Despite all this, until his death in 1971, the clout of Poddar managed to save them from all of these scandals.

Even the Noakhali incident, pamphlets were being printed in various places, and they were all raided—it was a serious offence, but the ICS officer in charge does nothing except warn the editor; I don’t think anyone else would have got off as easily. Poddar was an extremely well-connected man. No other press could have survived. When Chand brought out issues on Marwaris and Kayasthas, they faced such problems from the colonial government. Whereas Kalyan faced no such thing—only one or two issues were banned; and people never thought of them as political, it was seen as religious and doing noble work.

You’ve made a reference to a book by Pandey Bechan Sharma (Ugra) called Chocolate (1927), which speaks about homosexuality among middle-class married men, Hindu and Muslim. You know, one grows up hearing about all these cases against the likes of Manto and Chughtai, but somehow he doesn’t seem to have got in as much trouble.

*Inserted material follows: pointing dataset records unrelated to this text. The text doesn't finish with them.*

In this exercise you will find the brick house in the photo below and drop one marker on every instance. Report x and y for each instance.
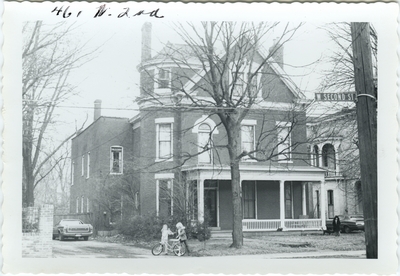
(101, 156)
(175, 169)
(334, 149)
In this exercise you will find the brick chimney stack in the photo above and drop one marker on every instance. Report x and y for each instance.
(146, 41)
(277, 52)
(97, 109)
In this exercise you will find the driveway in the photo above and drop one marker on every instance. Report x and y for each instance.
(95, 249)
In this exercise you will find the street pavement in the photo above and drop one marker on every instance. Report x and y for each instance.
(96, 249)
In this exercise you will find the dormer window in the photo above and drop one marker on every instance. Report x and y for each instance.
(164, 78)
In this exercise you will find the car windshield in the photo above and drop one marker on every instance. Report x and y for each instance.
(70, 222)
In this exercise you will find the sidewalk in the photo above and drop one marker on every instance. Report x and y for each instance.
(358, 254)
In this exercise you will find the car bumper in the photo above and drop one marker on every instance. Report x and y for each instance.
(76, 235)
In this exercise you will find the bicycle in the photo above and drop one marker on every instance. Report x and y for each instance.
(175, 246)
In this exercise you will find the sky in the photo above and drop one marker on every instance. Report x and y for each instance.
(112, 75)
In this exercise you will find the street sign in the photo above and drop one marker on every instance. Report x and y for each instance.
(336, 97)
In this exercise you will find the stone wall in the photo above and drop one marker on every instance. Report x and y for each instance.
(38, 244)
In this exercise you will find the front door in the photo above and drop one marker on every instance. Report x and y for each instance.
(210, 206)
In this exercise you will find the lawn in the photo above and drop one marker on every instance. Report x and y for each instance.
(269, 243)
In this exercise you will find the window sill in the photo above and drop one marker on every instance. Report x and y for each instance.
(285, 162)
(163, 160)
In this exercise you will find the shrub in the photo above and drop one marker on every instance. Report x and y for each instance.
(203, 232)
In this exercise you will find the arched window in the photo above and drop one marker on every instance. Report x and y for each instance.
(328, 157)
(204, 143)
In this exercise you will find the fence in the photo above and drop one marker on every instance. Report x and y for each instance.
(37, 224)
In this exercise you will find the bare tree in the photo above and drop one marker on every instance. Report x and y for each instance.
(47, 60)
(224, 72)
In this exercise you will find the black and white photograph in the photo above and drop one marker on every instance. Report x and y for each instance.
(199, 138)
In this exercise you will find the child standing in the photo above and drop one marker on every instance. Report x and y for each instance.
(182, 235)
(165, 232)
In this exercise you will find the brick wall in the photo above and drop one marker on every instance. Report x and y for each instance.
(39, 244)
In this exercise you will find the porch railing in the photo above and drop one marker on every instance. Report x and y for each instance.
(303, 224)
(260, 225)
(250, 225)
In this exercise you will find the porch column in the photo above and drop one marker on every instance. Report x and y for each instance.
(282, 202)
(303, 199)
(200, 200)
(323, 203)
(337, 161)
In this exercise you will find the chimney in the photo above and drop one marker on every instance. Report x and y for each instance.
(277, 52)
(97, 109)
(146, 41)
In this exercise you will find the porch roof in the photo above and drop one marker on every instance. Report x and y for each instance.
(253, 171)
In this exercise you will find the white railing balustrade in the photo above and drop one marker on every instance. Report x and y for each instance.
(252, 225)
(260, 225)
(299, 224)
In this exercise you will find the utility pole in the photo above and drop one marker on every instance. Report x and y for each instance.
(367, 131)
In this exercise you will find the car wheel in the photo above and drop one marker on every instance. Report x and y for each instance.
(179, 250)
(157, 249)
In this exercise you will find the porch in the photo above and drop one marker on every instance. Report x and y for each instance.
(273, 199)
(256, 225)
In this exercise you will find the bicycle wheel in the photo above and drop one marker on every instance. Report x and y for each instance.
(157, 249)
(179, 250)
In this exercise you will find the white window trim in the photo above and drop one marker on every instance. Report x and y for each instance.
(83, 165)
(88, 166)
(282, 124)
(158, 195)
(253, 124)
(199, 149)
(77, 205)
(158, 90)
(121, 159)
(72, 172)
(158, 121)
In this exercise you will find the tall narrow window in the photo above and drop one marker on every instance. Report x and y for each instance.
(88, 165)
(252, 82)
(331, 205)
(164, 197)
(204, 143)
(163, 78)
(288, 200)
(316, 156)
(247, 138)
(318, 212)
(284, 142)
(83, 165)
(238, 82)
(116, 160)
(328, 157)
(249, 199)
(164, 141)
(72, 172)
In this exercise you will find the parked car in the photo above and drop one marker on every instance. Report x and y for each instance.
(348, 223)
(72, 228)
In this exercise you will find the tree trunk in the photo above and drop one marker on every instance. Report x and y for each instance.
(233, 148)
(367, 127)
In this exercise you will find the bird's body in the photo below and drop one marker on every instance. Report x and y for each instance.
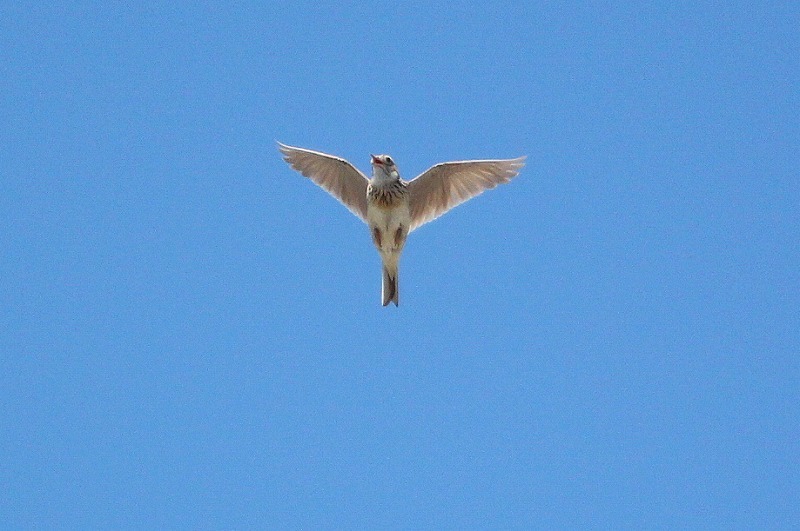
(389, 220)
(392, 207)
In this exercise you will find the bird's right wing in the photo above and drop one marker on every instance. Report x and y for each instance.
(335, 175)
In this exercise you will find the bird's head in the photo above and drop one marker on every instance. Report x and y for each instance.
(383, 167)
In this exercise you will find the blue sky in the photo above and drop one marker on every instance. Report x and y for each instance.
(192, 332)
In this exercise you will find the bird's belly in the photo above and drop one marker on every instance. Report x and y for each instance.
(389, 227)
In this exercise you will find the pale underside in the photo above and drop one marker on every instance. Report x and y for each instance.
(431, 194)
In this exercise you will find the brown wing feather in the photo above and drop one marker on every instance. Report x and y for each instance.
(449, 184)
(335, 175)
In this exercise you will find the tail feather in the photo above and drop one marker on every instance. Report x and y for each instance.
(390, 289)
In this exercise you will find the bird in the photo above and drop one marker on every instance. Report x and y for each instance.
(393, 207)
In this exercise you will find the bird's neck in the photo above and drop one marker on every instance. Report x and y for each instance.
(381, 177)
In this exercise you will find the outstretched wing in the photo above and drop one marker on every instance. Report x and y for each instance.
(335, 175)
(449, 184)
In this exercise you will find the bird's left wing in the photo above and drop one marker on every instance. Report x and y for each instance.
(449, 184)
(335, 175)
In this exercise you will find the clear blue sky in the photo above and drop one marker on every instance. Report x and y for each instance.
(192, 334)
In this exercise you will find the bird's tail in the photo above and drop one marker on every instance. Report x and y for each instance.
(389, 287)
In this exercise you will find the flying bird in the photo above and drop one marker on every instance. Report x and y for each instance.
(393, 207)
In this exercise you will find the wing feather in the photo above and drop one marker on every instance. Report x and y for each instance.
(333, 174)
(449, 184)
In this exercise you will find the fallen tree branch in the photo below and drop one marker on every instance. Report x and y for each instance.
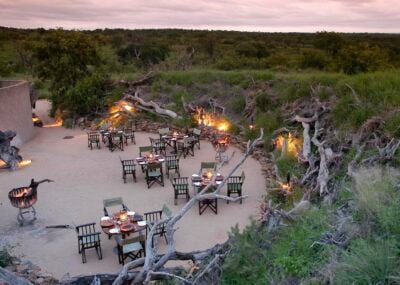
(11, 278)
(153, 264)
(150, 105)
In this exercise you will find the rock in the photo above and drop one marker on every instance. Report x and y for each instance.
(40, 280)
(44, 275)
(22, 268)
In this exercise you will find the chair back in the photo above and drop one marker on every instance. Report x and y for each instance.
(163, 131)
(196, 132)
(235, 183)
(207, 165)
(143, 149)
(188, 141)
(111, 202)
(85, 229)
(131, 240)
(151, 167)
(128, 164)
(166, 211)
(128, 131)
(117, 137)
(152, 217)
(171, 161)
(93, 136)
(180, 183)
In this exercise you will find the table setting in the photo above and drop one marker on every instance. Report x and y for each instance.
(122, 222)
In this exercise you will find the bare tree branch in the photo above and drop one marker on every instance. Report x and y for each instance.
(151, 263)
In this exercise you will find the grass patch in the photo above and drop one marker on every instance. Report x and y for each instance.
(368, 262)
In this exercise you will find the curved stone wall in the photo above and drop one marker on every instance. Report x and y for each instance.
(16, 110)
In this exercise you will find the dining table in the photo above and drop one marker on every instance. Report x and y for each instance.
(122, 223)
(150, 158)
(107, 138)
(172, 140)
(201, 181)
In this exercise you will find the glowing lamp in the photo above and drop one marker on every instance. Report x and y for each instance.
(123, 216)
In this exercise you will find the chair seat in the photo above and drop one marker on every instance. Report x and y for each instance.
(91, 239)
(154, 173)
(132, 247)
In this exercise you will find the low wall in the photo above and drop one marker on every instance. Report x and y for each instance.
(16, 110)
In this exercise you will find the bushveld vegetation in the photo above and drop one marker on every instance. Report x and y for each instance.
(357, 74)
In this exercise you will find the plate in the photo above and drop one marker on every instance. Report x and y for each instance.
(127, 227)
(114, 231)
(107, 223)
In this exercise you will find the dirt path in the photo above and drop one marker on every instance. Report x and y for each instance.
(83, 178)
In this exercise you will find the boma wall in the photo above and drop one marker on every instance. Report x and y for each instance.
(16, 110)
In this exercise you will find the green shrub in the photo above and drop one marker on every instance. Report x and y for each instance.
(392, 124)
(5, 257)
(367, 262)
(378, 199)
(249, 258)
(292, 250)
(88, 95)
(237, 104)
(314, 59)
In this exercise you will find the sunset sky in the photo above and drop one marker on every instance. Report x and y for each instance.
(243, 15)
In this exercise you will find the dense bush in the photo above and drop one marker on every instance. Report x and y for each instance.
(314, 59)
(87, 96)
(5, 257)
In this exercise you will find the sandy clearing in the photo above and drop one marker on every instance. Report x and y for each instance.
(83, 178)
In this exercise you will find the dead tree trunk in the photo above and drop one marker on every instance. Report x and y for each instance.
(9, 154)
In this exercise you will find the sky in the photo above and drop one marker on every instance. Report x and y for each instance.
(241, 15)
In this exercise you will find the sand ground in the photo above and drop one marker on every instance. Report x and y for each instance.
(83, 178)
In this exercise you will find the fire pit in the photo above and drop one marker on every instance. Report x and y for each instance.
(24, 198)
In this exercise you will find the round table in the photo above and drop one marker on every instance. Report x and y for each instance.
(114, 226)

Yeah, Ugra didn’t face that many problems. In the Hindi literary world, though, it was a complete shocker: like, what is he writing, what is he alluding to, what is he saying? The American anthropologist Lawrence Cohen sent me his article on the Holi literature of Benares. During holi, these stories which we would not call pornography, would be published in a journal on the eve of Holi—and you find that homosexuality is very common in those stories.

But for a high class of literature to talk about it, it became a big scandal. But [Ugra] didn’t face the kind of problem Manto faced. Even now [writing about homosexuality] in this country is a big problem—despite having so many great writers and literature coming out around that, we are still not comfortable around it. So, purists and conservatives attacked Ugra and he became a bit of a pariah for some time, but he was a big name and he continued, unabated.

You make a fleeting reference to another scandal—comfort women for the Indian army. You have a woman called Anusuya writing to Poddar about how she and other women were made to have sex with 24 jawans for 15 minutes each, and paid 10 rupees per jawan. What came of it?

I don’t know what happened. I tried to dig up more on it, but everyone in the army said you will never find written records for it, but it’s very common. During the first world war, in the Middle East, apparently 5,000 Egyptian women were brought for soldiers posted there [from the British Indian Army]. I spoke to a lot of retired army men, to my friends who covered defence and so on, and everyone said this is a done thing, getting women for the army, there’s a system in place; but you won’t find a written record.

So, when this lady who was offended by what was happening wrote to Poddar, asking him to do something about it, he wrote to Charan Singh, who was defence minister at the time. But I couldn’t find out what happened after.